All About Japan

The 3 Great Cherry Trees of Japan

Cherry Blossoms Japanese Countryside Spring in Tohoku Shoryudo Fukushima Gifu Yamanashi Tohoku
The 3 Great Cherry Trees of Japan

In Japan, cherry trees, or sakura, are the rock stars of the plant kingdom. But just as some music acts draw larger crowds than others, these three sakura are considered to be the absolute peak of the pink-flowered crowd.

It’s sort of ironic in otherwise thorough and industrious Japan, but as a whole the country doesn’t really go for sequential Top 10 lists. Instead, Japanese society tries to come to a consensus on the best three, in no particular order, whether the subject is beautiful views, gardens, festivals, naval admirals, or, as we look at today, cherry blossom trees.

Miharu Takizakura (Miharu Town, Fukushima)

Miharu Takizakura (Miharu Town, Fukushima)

First up is the Miharu Takizakura, found in the Miharu-machi section of Tamura County in Fukushima Prefecture.

Sakura have long been revered in Japan, with the practice of holding cherry blossom viewing parties, or hanami, said to date back to at least the eighth century. As such, many of the most beautiful specimens have been lovingly cared for over hundreds of years. A few reach an even more advanced age, such as the Miharu Takizakura, which is over 1,000 years old.

The tree is 12 meters (39 ft 4 in) tall, and at its widest point the canopy measures 25 meters (82 ft) across.

Takizakura literally means “waterfall sakura,” and is a reference to the weeping tree’s curved branches. It also serves as a metaphor for the way the petals cascade down from the branches after the sakura reach full bloom.

Usuzumi Sakura (Motosu City, Gifu)

Usuzumi Sakura (Motosu City, Gifu)

The Miharu Takizakura isn’t the only sakura to reach the millennium mark, though. There’s also the Usuzumi Sakura in Motosu, Gifu Prefecture, which is over 1,500 years old.

According to historical records, the 16-meter-tall (52 ft 6 in) tree was planted by Japan’s Emperor Keitai, who reigned over the country during the early sixth century. In 1922, it was officially designated by the government as a National Natural Treasure.

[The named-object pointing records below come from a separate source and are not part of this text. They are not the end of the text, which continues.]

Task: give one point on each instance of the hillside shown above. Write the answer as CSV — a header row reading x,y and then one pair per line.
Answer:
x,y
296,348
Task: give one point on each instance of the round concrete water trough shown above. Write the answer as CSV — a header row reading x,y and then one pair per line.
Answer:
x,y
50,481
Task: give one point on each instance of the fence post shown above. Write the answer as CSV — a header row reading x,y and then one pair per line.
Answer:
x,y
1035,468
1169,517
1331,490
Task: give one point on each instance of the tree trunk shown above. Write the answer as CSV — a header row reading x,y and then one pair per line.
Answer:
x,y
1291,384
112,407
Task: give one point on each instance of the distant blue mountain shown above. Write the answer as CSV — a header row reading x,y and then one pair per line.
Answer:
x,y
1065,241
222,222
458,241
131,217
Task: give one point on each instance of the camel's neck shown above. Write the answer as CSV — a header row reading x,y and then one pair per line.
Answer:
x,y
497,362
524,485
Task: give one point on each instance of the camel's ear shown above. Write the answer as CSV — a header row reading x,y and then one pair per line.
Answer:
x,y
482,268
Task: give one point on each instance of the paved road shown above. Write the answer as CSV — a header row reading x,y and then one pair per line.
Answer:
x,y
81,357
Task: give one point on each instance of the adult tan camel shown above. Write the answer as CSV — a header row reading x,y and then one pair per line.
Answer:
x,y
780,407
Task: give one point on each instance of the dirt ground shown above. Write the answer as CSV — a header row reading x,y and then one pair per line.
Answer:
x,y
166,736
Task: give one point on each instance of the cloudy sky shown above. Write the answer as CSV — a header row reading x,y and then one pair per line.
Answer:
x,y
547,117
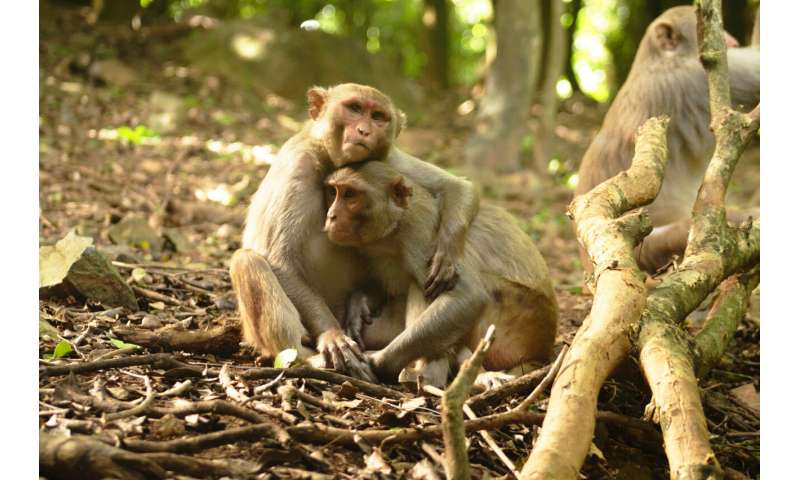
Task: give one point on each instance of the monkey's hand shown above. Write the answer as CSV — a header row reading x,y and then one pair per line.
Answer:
x,y
342,354
358,315
442,273
381,367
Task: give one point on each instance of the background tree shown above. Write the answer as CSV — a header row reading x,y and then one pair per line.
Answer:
x,y
503,109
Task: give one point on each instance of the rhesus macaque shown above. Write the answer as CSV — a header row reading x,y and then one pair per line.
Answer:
x,y
667,78
503,281
291,283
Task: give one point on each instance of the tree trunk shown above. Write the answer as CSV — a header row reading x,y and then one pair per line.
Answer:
x,y
574,8
436,21
553,66
503,110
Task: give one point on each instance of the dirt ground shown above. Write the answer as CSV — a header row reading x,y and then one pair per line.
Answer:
x,y
190,182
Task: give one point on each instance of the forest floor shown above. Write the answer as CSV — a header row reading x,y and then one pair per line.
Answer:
x,y
183,153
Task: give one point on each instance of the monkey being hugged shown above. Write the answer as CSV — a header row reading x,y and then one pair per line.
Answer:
x,y
503,278
291,283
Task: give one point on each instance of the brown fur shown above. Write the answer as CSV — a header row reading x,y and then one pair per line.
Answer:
x,y
667,78
503,279
290,281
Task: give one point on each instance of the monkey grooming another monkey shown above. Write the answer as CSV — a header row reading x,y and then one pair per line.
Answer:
x,y
291,283
503,280
667,78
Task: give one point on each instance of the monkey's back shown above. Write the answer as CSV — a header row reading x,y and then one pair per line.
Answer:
x,y
500,248
522,303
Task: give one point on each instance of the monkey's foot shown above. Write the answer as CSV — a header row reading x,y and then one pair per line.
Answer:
x,y
490,380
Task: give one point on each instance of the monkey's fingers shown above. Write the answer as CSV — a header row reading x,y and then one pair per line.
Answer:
x,y
354,332
362,370
366,314
446,281
435,266
353,347
337,358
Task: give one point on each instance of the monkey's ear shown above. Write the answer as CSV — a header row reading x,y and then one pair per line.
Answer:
x,y
667,38
401,122
317,96
400,192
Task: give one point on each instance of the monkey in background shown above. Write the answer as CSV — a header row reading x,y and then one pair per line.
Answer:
x,y
291,283
667,78
392,220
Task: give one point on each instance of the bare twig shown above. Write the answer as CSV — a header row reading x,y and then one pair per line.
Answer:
x,y
138,409
157,360
487,437
455,446
518,386
609,231
325,375
211,440
153,295
548,379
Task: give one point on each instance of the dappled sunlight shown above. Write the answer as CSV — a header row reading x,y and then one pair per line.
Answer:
x,y
251,47
591,58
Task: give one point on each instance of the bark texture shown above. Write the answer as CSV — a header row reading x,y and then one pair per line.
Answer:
x,y
609,231
503,110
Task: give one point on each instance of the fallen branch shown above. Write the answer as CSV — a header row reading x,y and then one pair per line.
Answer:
x,y
722,319
157,360
138,409
519,386
79,456
324,375
455,446
609,235
714,251
223,340
211,440
487,437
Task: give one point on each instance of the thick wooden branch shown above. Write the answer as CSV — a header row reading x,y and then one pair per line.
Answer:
x,y
715,250
724,316
609,234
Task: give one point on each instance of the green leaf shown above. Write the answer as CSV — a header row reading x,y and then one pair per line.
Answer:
x,y
138,274
55,261
45,329
285,358
62,349
120,344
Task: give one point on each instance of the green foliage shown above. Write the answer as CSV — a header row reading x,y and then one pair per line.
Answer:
x,y
285,358
62,349
136,135
591,59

Like the Mihara Takizakura, the Usuzumi Sakura has a meaningful name. Translating as “pale black ink sakura,” it refers to the colors of the tree's flowers. Wait for it: Prior to the flowers’ opening, their buds are a soft pink, and in full bloom, they’re almost entirely white. When they fall from the tree, however, they turn a pale ashen color, hence the name.

Jindai-zakura (Hokuto City, Yamanashi)

Jindai-zakura (Hokuto City, Yamanashi)

Finally, the oldest of Japan’s three great sakura trees is Yamanashi Prefecture’s Jindai-zakura, in the Takekawa-cho district of Hokuto City.

Meaning “divine generations sakura,” the tree is appropriately located within the grounds of Jissoji Temple. Its exact age is unknown, although estimates place it somewhere around 1,800 to 2,000 years.

When this tree was planted, the Sasanian and Gupta Empires were legitimate political allegiances, and people in North America were just starting to get excited about this awesome new food called “maize.”

The Jindai-zakura has a few things in common with the Usuzumi Sakura, as it’s also a National Natural Treasure, being the first tree to receive the title. The Jindai-zakura also has a connection to Japan’s imperial line, as folklore holds it was planted by Yamato Takeru no Mikoto (pictured above), son of the legendary 12th emperor of Japan, who is said to have lived until roughly 114 A.D.

Sakura are notoriously fickle regarding when they’ll bloom, but in most years the Usuzumi Sakura and Jindai-zakura are at their most beautiful in early April. Being the farthest north of the three, the Miharu Takizakura blooms in mid to late April, meaning that as long as you don’t mind a bit of traveling about, with good timing you can hit all three of Japan’s best sakura trees before their petals hit the ground.